Comment 29 QA Administrators 2018-07-21 02:40:08 UTC Comment hidden (obsolete)
Comment 30 Julien Nabet 2019-11-10 16:04:36 UTC
(In reply to kartis56 from comment #28)
> \core\svl\source\numbers\zformat.cxx(57,40)
> 
> const double EXP_ABS_UPPER_BOUND = 1.0E15;  // use exponential notation
> above that absolute value.
>                                             // Back in time was E16 that lead
>                                             // to display rounding errors,
> see
>                                             // also sal/rtl/math.cxx
>                                             // doubleToString()
> 
> line 1750
> 
> void SvNumberformat::ImpGetOutputStandard(double& fNumber, OUString&
> rOutString)
> {
>     sal_uInt16 nStandardPrec = rScan.GetStandardPrec();
> 
>     if ( fabs(fNumber) > EXP_ABS_UPPER_BOUND )
>     {
>         nStandardPrec = ::std::min(nStandardPrec,
> static_cast<sal_uInt16>(14)); // limits to 14 decimals
> 
> but why use this ?

Taking a look at sal/rtl/math.cxx, we got:
    381     switch (eFormat)
    382     {
    383         case rtl_math_StringFormat_Automatic:
    384         {   // E or F depending on exponent magnitude
    385             int nPrec;
    386             if (nExp <= -15 || nExp >= 15)  // was <-16, >16 in ancient versions, which leads to inaccuracies
    387             {
    388                 nPrec = 14;
    389                 eFormat = rtl_math_StringFormat_E;
    390             }
(see https://opengrok.libreoffice.org/xref/core/sal/rtl/math.cxx?r=be8da979#380)
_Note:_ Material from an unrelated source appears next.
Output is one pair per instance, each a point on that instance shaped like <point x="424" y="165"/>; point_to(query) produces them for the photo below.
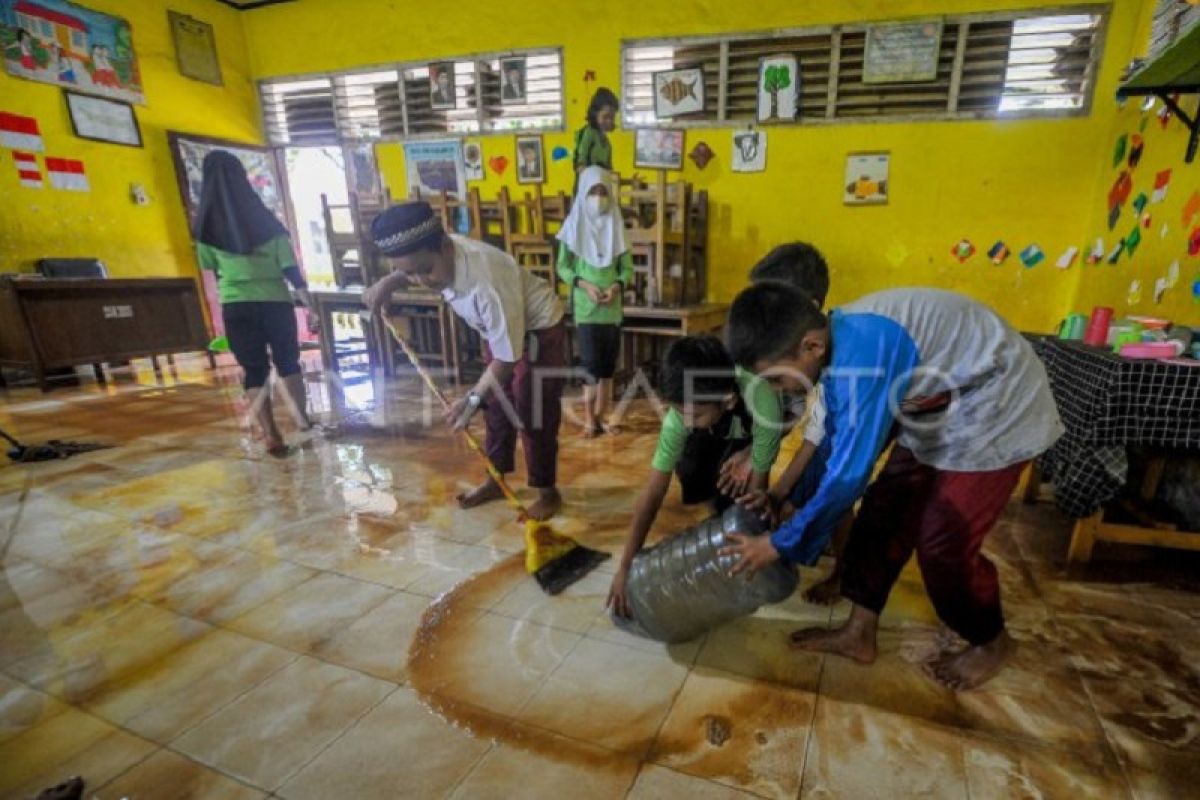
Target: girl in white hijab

Eike: it seems it might be a WONTFIX, any thoughts?
Comment 31 Eike Rathke 2019-11-11 14:06:11 UTC
See also further above https://opengrok.libreoffice.org/xref/core/sal/rtl/math.cxx?r=be8da979#283 for how representable integer values are handled. If it reaches line 381 it means the value is no such.

The error is on user side to import the ID values as numeric instead of text.
Floating point IEEE 754 double precision values are limited in their accuracy, the largest representable unambiguous whole integer number is (2^53)-1 or 9007199254740991.